Когда он вышел вперед, лорианцы загрохали мечами по щитам. Вот, мол, смотрите: пусть он малость смешон, но вашего точно завалит, а посему тройное ура в честь его и Крома, или как там зовется наш бог. Не такие уж они, выходит, моноэтнические, но филлорийского поединщика их боец все равно не завалит, поскольку филлорийский поединщик – это сам Элиот.
Вопрос, стоит ли выставлять верховного короля против первого силача лорианских захватчиков, вызвал немало споров, но Элиот, движимый как тактическими, так и личными мотивами, уже принял решение. Королевскую карьеру он начал в довольно декадентском, не сказать порочном, ключе, но постепенно вошел в роль и стал относиться к ней все серьезнее. Пришла пора показать всем, включая себя самого, что он король не понарошке, а по сути своей. Пустить, буквально и публично, кровь из носу.
Он выступил из своих рядов, где, разумеется, тоже подняли шум. Молодцы ребята. Элиот улыбнулся – кривовато из-за дефектной челюсти, но непритворно. Нет во вселенной большего счастья, чем слышать, как приветствует тебя твой королевский полк, в котором помимо людей воюют и нелюди. В верхнем регистре – ультразвуковой посвист эльфов; для них эти военные дела одна глупость, однако они все же участвуют по той самой причине, по которой все остальное делают: для прикола.
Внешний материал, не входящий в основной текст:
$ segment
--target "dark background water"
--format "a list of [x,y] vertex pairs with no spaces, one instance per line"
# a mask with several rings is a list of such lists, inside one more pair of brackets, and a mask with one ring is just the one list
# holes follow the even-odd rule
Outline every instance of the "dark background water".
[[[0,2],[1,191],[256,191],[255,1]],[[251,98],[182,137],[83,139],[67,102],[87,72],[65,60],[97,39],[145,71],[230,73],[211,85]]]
Нетопыри пищат, птицы галдят, медведи ревут, волки воют, конеглавы – пегасы, единороги и обычные говорящие лошади – ржут, естественно. Грифоны и гиппогрифы тоже галдят, но ниже, в баритональном тембре – кошмарные звуки. Минотавры мычат, существа с человечьими головами – единственные, кого Элиот до сих побаивается – вопят. Сатиры с дриадами еще ничего, а вот мантикоры и сфинксы хоть на кого жуть нагонят.
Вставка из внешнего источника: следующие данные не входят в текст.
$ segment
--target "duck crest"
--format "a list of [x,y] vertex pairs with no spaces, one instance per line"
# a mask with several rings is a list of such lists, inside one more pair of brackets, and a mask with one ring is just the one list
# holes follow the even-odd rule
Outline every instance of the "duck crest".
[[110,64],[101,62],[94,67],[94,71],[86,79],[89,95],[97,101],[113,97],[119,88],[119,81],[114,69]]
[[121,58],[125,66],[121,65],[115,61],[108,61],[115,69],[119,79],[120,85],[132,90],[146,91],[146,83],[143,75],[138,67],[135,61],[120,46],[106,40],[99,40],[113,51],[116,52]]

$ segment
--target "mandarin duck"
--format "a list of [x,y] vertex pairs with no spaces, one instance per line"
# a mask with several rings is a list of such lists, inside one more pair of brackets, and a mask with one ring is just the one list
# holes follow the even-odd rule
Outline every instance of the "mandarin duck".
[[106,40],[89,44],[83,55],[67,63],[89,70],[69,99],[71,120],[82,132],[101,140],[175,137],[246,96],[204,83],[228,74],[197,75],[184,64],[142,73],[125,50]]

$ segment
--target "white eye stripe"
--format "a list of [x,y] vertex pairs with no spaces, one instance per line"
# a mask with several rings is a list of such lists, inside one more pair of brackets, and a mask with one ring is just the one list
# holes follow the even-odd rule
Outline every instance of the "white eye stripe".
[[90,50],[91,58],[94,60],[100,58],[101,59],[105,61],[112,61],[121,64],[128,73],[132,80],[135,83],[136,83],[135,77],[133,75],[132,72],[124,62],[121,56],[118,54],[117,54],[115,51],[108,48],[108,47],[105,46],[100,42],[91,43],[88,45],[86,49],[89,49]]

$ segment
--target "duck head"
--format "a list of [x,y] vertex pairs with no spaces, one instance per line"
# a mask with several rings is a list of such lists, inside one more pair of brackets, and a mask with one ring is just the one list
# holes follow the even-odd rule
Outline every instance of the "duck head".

И так далее, вплоть до нижнего великанского регистра, басов и топота. Глупо, конечно: выставил бы своим бойцом великана, и тот мигом трансформировал бы квадратного лорианца в лепешку. Впрочем, это было бы неизящно.
Весть о лорианском вторжении даже как-то взбодрила Элиота. Созываем знамена, выступаем на войну! Вспоминались древние протоколы и формулы. Оружие, доспехи, сбрую, фляги – боевые, а не парадные – извлекали из кладовых, чистили, полировали и смазывали. Походное снаряжение пахло, кроме пыли, легендарными победами и славными подвигами. Элиот упивался ароматом эпической старины.
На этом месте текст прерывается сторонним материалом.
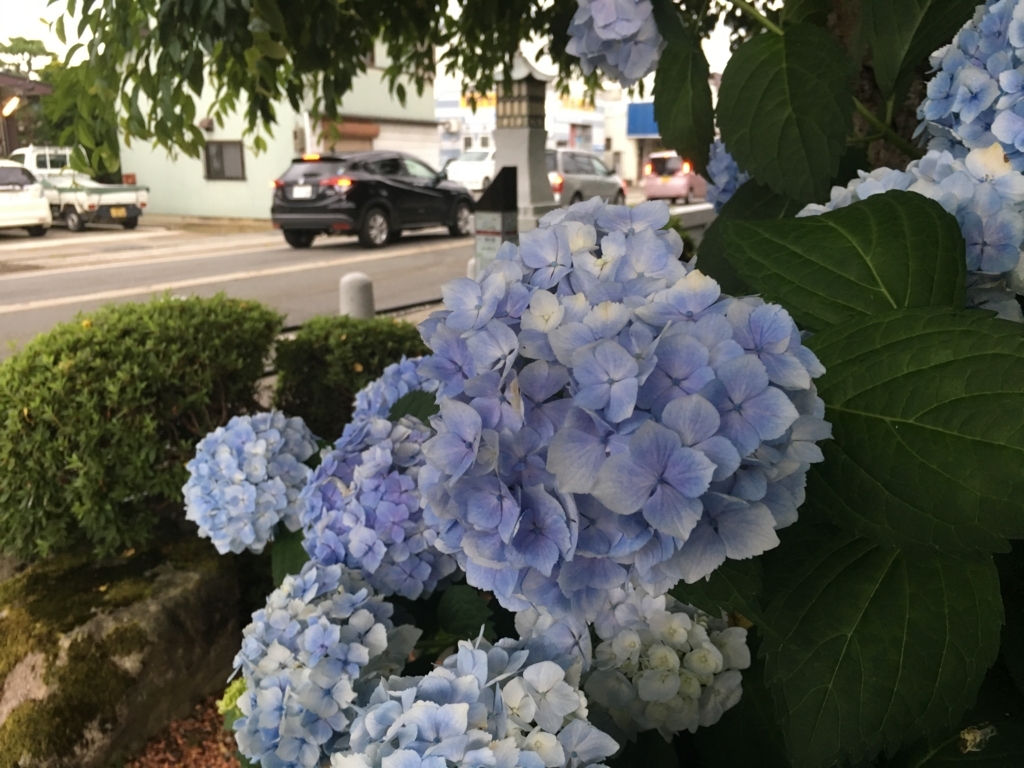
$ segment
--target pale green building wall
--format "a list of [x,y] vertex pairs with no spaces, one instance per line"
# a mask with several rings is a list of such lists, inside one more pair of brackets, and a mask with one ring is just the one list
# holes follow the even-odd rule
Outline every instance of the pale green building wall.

Вторжение было весьма неожиданным. Лорианцы во все времена вели себя хуже некуда: похищали принцев, выгоняли говорящих лошадей на пахотные работы, навязывали всем своих псевдонордических богов, но при этом уже много веков не вторгались в пределы Филлори. Междоусобные стычки не позволяли им достигнуть требуемого для этого уровня организованности.
Предполагалось также, что Северные горы заколдованы против нашествия. Когда вся эта заваруха кончится, надо будет разобраться, почему не сработали чары.
Элиот сразу же выступил навстречу врагу, но перспектива смертного боя не очень его вдохновляла. Это ж не Толкин все-таки: сражаться предстояло не с орками, не с троллями и не с гигантскими пауками, геноцид которых можно осуществлять без каких-либо моральных ограничений. Лорианцы, насколько известно, люди – в отличие от тех же орков, не имеющих биографии, жен и детей, – и убивать их нельзя. Некоторые даже и собой вполне ничего. Притом книги Толкина – это вымысел, а Элиот, как верховный король Филлори, не имеет ничего общего с сочинительством. Ему и с фактами хватает проблем.
Ох, непростое это дело, отражать супостата. Опыт – довольно ограниченный, надо признать – говорил Элиоту, что благородство очень скучная штука.
Все преимущества, к счастью, были за филлорийцами. Они превосходили врага во всех отношениях. Лорианцы – это банда ребят с мечами, а филлорийцы – «Чудовищная книга о чудовищах» в живом виде, и возглавляют их правители-чародеи. Извините, конечно, но думать надо было сначала, а потом уж вторгаться.